The Agreement, in part, includes base-rate increases of $67.25 million in 2022, $48.93 million in 2023, and $79.2 million in 2024, for a total increase of $195.4 million. It also includes caveats that could change the increases, such as a Federal and/or State income-tax change. Residential customers will see a bill increase of approximately 3 to 4 percent in 2022.
With the PSC’s approval, DEF’s Return on Equity (ROE) is 8.85 percent to 10.85 percent, with a midpoint of 9.85 percent. DEF can also offer a new electric-vehicle charging station program that would build on an existing pilot program.
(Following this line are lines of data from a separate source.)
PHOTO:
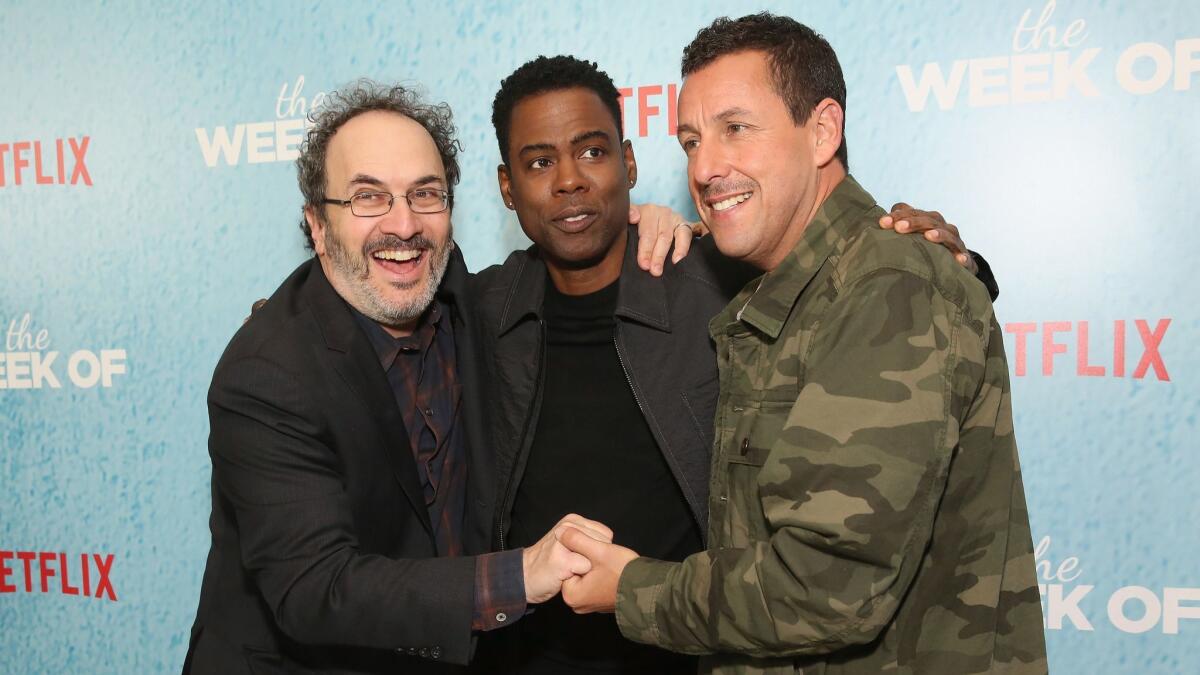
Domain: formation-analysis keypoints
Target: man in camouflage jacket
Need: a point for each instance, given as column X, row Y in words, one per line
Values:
column 867, row 512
In addition, the Agreement approves DEF’s Dismantlement Study—including the retirement of two coal-fired plants at its Crystal River North site—deferring the impact of a regulatory asset for recovery in its next base rate proceeding. The Agreement also resolves all issues in two ongoing storm cost recovery dockets related to Hurricanes Michael and Dorian, and clarifies cost allocation and rate design matters pertaining to DEF’s Storm Protection Plan Cost Recovery Clause.
Prior to today’s decision, the PSC held a hearing and customers had an opportunity to address the Commission. Parties to the Agreement included the Office of Public Counsel, PCS White Springs, Nucor Steel Florida, Inc., and the Florida Industrial Power Users Group.
DEF serves more than 1.8 million retail customers in Florida.